In November 2025, Cursor raised $2.3 billion in a Series D round at a valuation of $29.3 billion, with investors including Andreessen Horowitz, Accel, Coatue, Thrive Capital, Nvidia, and Google. By April 2026, the company was in advanced talks for another $2 billion round at a valuation exceeding $50 billion, backed by the same core investors.
SpaceX's Computational Power Play: The Colossus Supercomputer
SpaceX acquired Elon Musk's independent AI firm xAI in February 2026 through an all-stock transaction that valued the combined entity at approximately $1.25 trillion. That deal brought under SpaceX's umbrella the Colossus supercomputer, originally built by xAI. SpaceX has since outlined plans to expand Colossus to a capacity of one million H100-equivalent GPUs, with ambitions to deploy orbital data centers.
The partnership with Cursor builds on this foundation. SpaceX will provide Colossus's immense computing power, while Cursor contributes its state-of-the-art AI coding models. Together, they aim to build what they call "the most useful AI models in the world for coding and knowledge work." Cursor co-founder Michael Truell expressed interest in scaling Cursor's Composer model, noting that the SpaceX computing deal gives Anysphere access to training infrastructure it could not easily replicate independently.
Deal Structure and Strategic Implications
The agreement's structure is unconventional. SpaceX holds a call option to acquire Cursor outright by the end of 2026 at a price of $60 billion, or pay $10 billion as consideration for joint work. This arrangement provides SpaceX with flexibility while offering Cursor significant financial security before any acquisition closes.
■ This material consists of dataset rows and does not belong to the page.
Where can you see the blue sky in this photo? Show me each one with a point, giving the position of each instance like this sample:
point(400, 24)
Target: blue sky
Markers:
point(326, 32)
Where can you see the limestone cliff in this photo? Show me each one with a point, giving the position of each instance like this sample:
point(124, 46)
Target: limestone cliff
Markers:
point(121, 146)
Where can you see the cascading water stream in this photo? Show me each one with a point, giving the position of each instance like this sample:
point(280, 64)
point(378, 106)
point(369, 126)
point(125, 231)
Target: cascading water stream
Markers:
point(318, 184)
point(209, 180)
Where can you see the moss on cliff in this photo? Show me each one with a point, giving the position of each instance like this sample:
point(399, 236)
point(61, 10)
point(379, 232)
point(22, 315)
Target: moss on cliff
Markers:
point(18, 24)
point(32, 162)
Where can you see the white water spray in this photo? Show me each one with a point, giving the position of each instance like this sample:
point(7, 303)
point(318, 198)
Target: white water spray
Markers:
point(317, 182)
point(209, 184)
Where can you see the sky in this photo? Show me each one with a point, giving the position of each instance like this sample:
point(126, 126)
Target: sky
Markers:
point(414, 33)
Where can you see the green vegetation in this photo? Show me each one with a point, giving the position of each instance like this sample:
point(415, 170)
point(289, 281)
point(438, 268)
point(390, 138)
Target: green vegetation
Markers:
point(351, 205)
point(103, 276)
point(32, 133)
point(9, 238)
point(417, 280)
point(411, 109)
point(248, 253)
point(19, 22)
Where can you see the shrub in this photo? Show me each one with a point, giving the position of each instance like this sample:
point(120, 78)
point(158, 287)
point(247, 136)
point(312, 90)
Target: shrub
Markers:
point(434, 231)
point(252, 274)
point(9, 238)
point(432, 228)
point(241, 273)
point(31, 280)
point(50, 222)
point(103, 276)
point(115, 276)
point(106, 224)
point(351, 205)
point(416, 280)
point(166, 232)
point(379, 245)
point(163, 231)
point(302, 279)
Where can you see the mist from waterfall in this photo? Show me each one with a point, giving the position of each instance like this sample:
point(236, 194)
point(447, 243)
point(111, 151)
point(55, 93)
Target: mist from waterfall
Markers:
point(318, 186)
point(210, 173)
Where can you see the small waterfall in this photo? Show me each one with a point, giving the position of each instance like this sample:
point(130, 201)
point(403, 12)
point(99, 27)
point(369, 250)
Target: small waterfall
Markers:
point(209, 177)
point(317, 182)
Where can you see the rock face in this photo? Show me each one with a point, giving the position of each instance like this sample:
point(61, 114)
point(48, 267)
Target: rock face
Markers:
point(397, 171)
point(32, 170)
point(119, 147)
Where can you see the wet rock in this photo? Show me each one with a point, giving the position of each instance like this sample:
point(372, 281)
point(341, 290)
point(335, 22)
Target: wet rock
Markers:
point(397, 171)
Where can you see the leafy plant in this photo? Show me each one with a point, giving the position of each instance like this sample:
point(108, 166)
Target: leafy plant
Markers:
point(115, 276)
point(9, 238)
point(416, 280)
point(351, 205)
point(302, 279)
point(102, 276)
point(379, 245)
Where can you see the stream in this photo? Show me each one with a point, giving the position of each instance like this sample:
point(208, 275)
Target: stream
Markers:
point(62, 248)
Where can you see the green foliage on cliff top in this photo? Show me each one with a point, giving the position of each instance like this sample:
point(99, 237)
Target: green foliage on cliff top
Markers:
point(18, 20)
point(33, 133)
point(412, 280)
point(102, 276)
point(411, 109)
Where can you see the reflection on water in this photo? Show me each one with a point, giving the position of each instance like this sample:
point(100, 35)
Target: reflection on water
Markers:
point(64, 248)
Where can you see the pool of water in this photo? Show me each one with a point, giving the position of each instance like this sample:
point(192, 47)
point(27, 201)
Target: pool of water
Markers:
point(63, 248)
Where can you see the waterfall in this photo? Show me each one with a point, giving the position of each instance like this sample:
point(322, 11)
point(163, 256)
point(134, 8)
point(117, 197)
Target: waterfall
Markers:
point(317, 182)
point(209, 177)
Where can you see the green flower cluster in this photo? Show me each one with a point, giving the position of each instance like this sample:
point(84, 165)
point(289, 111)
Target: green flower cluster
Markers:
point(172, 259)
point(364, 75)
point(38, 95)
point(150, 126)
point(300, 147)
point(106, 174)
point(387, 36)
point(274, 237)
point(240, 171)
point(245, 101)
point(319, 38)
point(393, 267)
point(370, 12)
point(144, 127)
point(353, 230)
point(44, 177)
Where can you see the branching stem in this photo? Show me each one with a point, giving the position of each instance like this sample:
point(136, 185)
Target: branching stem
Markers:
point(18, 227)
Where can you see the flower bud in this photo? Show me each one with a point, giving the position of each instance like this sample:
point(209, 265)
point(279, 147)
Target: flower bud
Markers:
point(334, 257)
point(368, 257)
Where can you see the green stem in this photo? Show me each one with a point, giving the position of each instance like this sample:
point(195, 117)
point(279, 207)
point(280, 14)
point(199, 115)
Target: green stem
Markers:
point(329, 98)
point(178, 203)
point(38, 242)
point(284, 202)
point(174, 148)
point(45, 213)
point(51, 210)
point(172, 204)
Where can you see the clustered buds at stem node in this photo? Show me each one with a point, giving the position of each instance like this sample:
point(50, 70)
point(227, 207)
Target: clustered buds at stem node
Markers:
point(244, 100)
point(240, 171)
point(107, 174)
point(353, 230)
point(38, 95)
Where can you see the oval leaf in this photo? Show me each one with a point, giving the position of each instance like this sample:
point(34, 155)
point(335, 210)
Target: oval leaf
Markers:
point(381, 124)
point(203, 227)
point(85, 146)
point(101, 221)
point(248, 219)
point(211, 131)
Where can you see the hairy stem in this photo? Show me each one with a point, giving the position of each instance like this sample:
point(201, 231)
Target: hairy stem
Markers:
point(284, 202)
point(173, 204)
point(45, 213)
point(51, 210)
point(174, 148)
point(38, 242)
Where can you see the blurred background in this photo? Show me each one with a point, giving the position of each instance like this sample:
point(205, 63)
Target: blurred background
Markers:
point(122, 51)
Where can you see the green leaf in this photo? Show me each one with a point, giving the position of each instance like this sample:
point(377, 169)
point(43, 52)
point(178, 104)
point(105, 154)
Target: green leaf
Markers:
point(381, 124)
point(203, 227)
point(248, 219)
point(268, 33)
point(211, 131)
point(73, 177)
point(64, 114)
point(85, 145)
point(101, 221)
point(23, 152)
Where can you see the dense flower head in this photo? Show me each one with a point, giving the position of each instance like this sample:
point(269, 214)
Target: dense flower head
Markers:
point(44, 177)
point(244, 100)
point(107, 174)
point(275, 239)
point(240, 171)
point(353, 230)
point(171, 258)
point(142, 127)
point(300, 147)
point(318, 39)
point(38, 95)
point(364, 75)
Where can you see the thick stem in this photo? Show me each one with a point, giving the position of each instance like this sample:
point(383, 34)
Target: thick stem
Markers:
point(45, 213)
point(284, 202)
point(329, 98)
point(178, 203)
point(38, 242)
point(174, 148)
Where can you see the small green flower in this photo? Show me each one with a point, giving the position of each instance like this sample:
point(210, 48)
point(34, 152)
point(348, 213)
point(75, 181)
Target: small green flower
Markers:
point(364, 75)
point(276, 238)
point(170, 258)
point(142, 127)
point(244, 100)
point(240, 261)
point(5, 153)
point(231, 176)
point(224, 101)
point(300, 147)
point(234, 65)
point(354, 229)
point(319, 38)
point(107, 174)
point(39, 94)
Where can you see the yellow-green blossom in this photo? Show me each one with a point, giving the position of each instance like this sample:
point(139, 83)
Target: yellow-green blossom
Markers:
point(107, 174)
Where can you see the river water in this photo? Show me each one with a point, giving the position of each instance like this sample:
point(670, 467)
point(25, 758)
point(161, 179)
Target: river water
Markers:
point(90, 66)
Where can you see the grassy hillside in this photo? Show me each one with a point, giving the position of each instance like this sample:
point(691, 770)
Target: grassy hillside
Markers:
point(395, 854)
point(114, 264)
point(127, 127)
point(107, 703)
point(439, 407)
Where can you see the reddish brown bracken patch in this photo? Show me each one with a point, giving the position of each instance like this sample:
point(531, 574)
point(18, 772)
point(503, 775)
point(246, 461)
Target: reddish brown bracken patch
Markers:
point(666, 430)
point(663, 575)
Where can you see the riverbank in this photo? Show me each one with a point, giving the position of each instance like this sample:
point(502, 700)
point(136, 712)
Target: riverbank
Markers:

No details regarding employee transfers or organizational integration have been disclosed.
Notably, Cursor had previously rejected an acquisition interest from OpenAI. The exercise of the $60 billion option by SpaceX will depend on the progress of joint model development in the coming months. If SpaceX does acquire Cursor, its portfolio would include xAI, Swarm Technologies, Pioneer Aerospace, and a balance sheet holding 8,285.45 bitcoins (monitored by Arkham Intelligence). If publicly listed today, SpaceX would rank as the 15th largest bitcoin holder among listed companies. Analysts expect a potential IPO as early as June 2026, which could be one of the largest in history.
The deal intensifies competition in the AI coding tool market, directly challenging OpenAI and Anthropic. By combining SpaceX's computational advantage with Cursor's developer ecosystem, the partnership could disrupt the landscape of AI-assisted software development.